Theater einBLICK

21.10.2025

Gefühlte Wahrheiten – Die Wildente

Ingrid Rosine Floerke Scharfer Blick / Kritiker*innenclub 3.10.2025
Die Wildente
Zum Stück

Bei der Inszenierung des Henrik Ibsen Stückes „Die Wildente“, unter der Regie von Shirin Khodadadian, wird die moderne Adaption von Simon Stone erwartungsgemäß auch mit einem modernen, sehr reduzierten Bühnenbild (Michael Lindner) deutlich gemacht. Unterstrichen wird dies durch die zurückhaltenden beigen, grauen und dunklen Kostüme (Charlotte Sonja Willi) der Schauspielenden.
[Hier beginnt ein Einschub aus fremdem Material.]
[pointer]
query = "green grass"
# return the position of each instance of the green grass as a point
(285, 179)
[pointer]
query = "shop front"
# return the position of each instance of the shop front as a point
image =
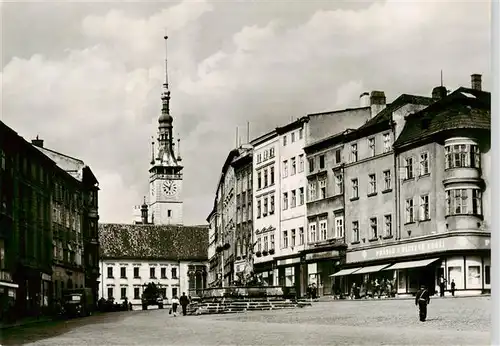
(402, 268)
(319, 267)
(265, 271)
(289, 272)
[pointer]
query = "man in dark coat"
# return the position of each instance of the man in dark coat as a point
(184, 301)
(422, 299)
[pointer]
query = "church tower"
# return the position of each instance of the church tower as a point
(165, 173)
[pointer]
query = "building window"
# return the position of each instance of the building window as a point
(312, 232)
(338, 156)
(424, 208)
(355, 231)
(311, 164)
(387, 180)
(372, 188)
(285, 168)
(301, 163)
(409, 168)
(339, 184)
(388, 225)
(463, 201)
(462, 155)
(322, 230)
(322, 188)
(285, 200)
(339, 227)
(354, 152)
(301, 196)
(293, 163)
(409, 210)
(312, 190)
(387, 142)
(294, 198)
(354, 184)
(371, 146)
(424, 163)
(322, 162)
(373, 228)
(301, 235)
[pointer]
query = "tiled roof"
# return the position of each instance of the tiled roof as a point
(154, 242)
(463, 109)
(386, 114)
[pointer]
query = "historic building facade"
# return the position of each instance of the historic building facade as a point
(134, 255)
(266, 204)
(292, 188)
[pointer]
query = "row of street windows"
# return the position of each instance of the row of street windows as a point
(152, 273)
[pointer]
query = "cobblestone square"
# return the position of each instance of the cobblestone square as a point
(460, 321)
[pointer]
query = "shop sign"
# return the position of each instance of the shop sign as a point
(322, 255)
(5, 276)
(421, 247)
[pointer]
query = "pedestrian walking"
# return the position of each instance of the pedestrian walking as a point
(442, 285)
(184, 300)
(422, 299)
(175, 304)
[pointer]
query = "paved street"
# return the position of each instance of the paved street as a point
(460, 321)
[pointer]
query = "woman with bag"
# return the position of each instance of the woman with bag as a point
(175, 304)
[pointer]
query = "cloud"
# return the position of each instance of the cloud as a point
(101, 103)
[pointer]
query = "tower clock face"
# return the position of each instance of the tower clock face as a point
(170, 187)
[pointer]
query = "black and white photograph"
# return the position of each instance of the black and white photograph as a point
(216, 172)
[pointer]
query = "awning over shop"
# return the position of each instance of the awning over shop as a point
(8, 284)
(412, 264)
(372, 269)
(345, 272)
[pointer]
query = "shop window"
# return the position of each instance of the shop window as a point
(487, 278)
(474, 276)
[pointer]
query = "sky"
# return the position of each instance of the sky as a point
(86, 76)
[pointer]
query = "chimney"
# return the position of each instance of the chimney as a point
(377, 102)
(37, 142)
(439, 93)
(476, 81)
(364, 99)
(144, 212)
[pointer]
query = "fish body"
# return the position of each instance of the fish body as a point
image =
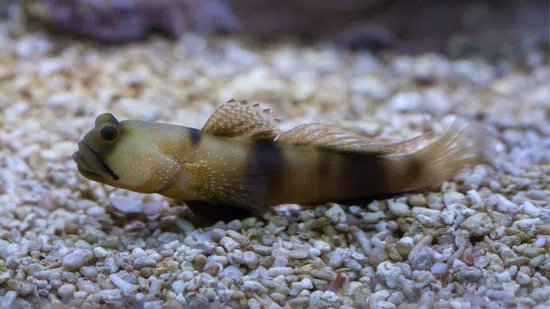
(240, 165)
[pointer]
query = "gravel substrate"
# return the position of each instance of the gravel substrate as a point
(480, 241)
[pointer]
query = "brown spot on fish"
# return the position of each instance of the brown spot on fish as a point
(195, 136)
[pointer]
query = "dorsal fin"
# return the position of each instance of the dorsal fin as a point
(240, 119)
(337, 138)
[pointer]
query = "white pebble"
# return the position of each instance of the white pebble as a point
(506, 206)
(397, 208)
(254, 286)
(121, 284)
(178, 286)
(126, 205)
(305, 284)
(66, 290)
(531, 209)
(321, 246)
(540, 242)
(100, 252)
(229, 244)
(278, 271)
(138, 252)
(77, 259)
(439, 268)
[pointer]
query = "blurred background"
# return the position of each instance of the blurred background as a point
(456, 27)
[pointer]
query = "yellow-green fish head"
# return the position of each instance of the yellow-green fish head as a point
(125, 155)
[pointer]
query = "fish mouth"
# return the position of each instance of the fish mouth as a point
(91, 165)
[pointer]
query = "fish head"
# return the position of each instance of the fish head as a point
(120, 154)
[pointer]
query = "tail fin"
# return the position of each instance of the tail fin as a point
(465, 143)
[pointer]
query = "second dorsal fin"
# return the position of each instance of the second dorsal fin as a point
(337, 138)
(242, 120)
Damit rückt das Wort, der Dialog in den Vordergrund. Es geht in den vielen Gesprächen um die Grundfragen von Wahrheit und Lebenslügen. Anschaulich wird zur Unterstreichung der Intention des Stückes bereits zu Beginn der Vorstellung das Bühnenbild buchstäblich auseinandergenommen und die Protagonistinnen einmal ordentlich durchgewirbelt.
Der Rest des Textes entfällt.